A lot of the public assumes that the worst thing that can happen to an investment is that it can become worthless. This is one reason the extreme write downs of the portfolios of certain financial institutions strike them as almost looney, creating sympathy for the idea that mark to market accounting rules are making mischief on balance sheets. After all, real estate investments aren’t really going to zero, right?
Wrong. The financial professionals who run California’s giant pension fund, Calpers, have recently disclosed that their real estate portfolio is worth less than zero. Because of leverage used to build Calpers into one of the largest land owners in the country, Calpers is expecting a 103% loss on its real estate portfolio.
The Wall Street Journal explains:
Calpers in recent weeks said it expects to report paper losses of 103% on its housing investments in the fiscal year ended June 30. That’s because Calpers invested not only its own money, but billions of dollars of borrowed money that must be repaid even if the investment fails. In some deals, as much as 80% of the money invested by Calpers was borrowed.
In the latest wrinkle: To generate sorely needed cash, a troubled Calpers venture known as LandSource recently started the process of selling land during the worst property market in a generation. Calpers could potentially lose nearly $1 billion on LandSource, a $2.5 billion deal completed early last year, and one of the priciest U.S. residential-land transactions ever. LandSource is now under bankruptcy-court protection.
With $239 billion in assets as of June, Calpers’s portfolio was bigger than the government-run funds of Russia, South Korea, Dubai and Chile combined. In recent years, Calpers became much more aggressive than other pension funds in making nontraditional investments — real estate, foreign stocks, even forestland.

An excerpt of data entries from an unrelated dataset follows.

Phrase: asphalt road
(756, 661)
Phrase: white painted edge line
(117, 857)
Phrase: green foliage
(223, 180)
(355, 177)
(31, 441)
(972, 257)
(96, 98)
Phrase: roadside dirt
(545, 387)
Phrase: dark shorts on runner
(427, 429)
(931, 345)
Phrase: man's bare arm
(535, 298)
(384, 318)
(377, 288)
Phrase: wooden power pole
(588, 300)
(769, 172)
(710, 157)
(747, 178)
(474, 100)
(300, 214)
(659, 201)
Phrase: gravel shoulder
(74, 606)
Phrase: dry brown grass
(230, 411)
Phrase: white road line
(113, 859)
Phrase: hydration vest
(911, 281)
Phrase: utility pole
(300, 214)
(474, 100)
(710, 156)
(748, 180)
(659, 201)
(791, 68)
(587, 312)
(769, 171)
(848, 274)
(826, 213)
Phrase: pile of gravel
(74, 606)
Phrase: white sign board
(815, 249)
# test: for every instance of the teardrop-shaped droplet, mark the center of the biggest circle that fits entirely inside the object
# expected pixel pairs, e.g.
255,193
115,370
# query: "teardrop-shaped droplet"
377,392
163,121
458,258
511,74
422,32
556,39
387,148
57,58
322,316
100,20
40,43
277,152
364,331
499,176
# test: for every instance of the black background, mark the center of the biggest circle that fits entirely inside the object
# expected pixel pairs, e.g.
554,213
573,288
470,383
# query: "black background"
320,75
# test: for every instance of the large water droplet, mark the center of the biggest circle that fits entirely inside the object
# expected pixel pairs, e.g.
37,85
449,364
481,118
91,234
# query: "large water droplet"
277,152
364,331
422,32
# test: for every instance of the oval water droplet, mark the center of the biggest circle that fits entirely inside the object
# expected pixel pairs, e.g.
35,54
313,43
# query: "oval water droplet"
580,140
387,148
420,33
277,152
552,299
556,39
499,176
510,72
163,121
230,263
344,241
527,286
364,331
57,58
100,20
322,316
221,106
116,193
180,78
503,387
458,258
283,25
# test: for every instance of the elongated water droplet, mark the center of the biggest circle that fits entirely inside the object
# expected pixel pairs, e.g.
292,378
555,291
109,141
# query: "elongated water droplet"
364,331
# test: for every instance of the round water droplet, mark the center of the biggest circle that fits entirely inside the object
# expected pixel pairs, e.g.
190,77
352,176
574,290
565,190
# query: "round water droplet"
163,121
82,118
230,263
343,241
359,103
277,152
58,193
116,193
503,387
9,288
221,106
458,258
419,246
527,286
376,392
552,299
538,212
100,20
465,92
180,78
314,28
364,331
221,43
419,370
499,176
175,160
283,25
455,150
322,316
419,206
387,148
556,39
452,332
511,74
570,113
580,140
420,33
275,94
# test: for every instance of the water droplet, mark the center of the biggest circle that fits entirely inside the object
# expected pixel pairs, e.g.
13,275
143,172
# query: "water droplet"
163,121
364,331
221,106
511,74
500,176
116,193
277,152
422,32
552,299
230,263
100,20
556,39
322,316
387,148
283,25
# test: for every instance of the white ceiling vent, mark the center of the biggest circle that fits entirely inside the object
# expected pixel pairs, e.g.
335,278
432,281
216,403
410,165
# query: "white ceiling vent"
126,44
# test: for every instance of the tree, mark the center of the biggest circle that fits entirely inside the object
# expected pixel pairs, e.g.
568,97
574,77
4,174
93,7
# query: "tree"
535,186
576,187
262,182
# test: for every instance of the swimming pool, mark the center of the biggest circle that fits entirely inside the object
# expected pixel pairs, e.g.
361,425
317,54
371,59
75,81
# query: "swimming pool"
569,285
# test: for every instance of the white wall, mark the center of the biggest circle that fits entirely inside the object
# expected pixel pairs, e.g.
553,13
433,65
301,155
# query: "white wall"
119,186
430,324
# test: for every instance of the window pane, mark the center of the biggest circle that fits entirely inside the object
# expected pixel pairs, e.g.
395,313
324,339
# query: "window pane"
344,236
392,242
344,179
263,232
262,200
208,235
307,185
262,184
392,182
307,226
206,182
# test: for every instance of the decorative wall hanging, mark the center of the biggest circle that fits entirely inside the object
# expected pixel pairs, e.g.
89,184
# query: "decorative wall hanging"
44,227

Sounds horrible, right? But don’t worry. Calpers has the following reassuring things to say.
- It owns a lot of commercial properties, and those haven’t been as hard hit as residential investments. Cue spooky music indicating next attack by horror movie monster now.
- It’s a long term investor and surely the real estate market will bounce back at some point. Right? Right? Any day now.
- “No one in the marketplace knew how swiftly the housing market would fall — not the Federal Reserve, not the Treasury,” said Ted Eliopoulos, head of Calpers’s real-estate portfolio. See? It’s not their fault.